Separately, and in a wider context it is equally important to emphasise methods to define this debate. There are many methods which Mr. Kris Hopkins and others neglect to mention when taking their misguided arguments on race and religion: the trafficking of vulnerable young girls who are forced in to prostitution by criminal gangs, more recently we see with Jimmy Savile and others who have used their position and power to satisfy their grotesque and perverse needs. We learned of the abuse taking place in care homes such as North Wales, or cases of affluent men travelling to the Far East to satisfy their perverse desires, then there are methods deployed by Internet groomers, or the cases of abuse carried out by Catholic priests.
The common factors and themes which run through cases of child sexual exploitation are not race or religion but that the perpetrators are male and prey upon vulnerable young victims.

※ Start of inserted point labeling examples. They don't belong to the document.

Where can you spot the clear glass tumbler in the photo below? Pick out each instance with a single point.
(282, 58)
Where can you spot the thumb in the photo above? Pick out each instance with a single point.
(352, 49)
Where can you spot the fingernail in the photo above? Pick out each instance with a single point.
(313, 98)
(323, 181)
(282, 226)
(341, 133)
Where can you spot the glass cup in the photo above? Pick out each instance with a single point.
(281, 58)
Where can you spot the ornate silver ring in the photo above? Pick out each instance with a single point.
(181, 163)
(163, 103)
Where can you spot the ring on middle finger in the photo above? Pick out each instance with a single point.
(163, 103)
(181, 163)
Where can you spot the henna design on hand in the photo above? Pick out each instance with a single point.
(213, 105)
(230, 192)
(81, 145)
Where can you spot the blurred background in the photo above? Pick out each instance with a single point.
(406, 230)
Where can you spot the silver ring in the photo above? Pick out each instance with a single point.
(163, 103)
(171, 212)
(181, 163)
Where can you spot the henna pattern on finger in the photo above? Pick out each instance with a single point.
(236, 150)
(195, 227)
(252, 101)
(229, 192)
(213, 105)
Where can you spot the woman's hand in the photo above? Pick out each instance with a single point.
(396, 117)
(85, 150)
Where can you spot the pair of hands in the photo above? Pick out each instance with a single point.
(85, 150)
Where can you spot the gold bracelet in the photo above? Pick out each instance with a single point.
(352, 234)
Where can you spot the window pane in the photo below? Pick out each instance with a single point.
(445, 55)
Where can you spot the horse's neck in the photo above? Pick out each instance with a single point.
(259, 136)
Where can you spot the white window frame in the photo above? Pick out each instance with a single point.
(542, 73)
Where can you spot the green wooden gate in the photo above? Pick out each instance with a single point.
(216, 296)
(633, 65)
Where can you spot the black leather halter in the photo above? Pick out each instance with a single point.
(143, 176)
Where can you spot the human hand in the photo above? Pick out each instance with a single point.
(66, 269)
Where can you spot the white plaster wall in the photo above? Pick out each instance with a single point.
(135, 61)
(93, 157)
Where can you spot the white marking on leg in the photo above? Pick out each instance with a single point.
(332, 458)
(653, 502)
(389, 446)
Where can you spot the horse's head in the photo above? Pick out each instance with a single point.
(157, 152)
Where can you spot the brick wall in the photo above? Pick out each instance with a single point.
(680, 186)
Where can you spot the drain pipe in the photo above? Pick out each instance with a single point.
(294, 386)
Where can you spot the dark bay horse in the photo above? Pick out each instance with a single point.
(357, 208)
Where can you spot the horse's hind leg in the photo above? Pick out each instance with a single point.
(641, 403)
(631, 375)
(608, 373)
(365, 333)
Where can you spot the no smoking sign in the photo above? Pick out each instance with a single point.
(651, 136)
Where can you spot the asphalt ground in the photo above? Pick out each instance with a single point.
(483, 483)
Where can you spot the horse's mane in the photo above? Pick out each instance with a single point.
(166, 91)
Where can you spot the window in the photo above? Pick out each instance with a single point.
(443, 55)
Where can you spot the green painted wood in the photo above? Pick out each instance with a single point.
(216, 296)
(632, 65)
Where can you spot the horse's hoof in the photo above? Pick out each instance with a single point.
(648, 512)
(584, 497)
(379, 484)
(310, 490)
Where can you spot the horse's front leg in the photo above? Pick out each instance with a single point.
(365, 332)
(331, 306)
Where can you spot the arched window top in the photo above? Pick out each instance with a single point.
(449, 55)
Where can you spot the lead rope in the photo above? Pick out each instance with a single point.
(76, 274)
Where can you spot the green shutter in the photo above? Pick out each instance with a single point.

Arguments which point to Asian perpetrators seeing young white females as 'easy meat' do not take note that sadly such females are rarely from a happy, secure family life and are usually from the most vulnerable group in our society. A sexual predator does not consider the race and religion of their victims, those who are preyed upon are targeted because of their vulnerability.
The brutal exploitation of vulnerable young victims raises important and worrying questions which must be openly and honestly debated. We should be asking ourselves how these victims came to be in such exposed positions and why their families and local agencies were
unable to protect them.
unable to protect them.
The number of young girls in our society who lack a family structure which can protect them is increasing. Statistics show that a third of the victims are in care, while others are from poor backgrounds and lack self esteem or the empowerment to change their lives. Sadly it is these factors which make them more vulnerable on the radar of an exploitative sexual monster. Whether these young victims are white or of another ethnicity does not make them more or less vulnerable.
Kris Hopkins and the others in favour of his argument risk pandering to the whims of the BNP and other far right groups. This is not an ethnic or cultural crime. Child exploitation, grooming or child abuse of any other kind is not uniquely or predominantly carried out by one ethnic or religious group. Nine out of ten of those on the sex offenders register are white British.
Yesterday's debate should not have been about the ethnicity and religion of the abuser, nor should it be an opportunity to tarnish an entire community.
This is a debate about the vulnerability of victims, let's not forget about them.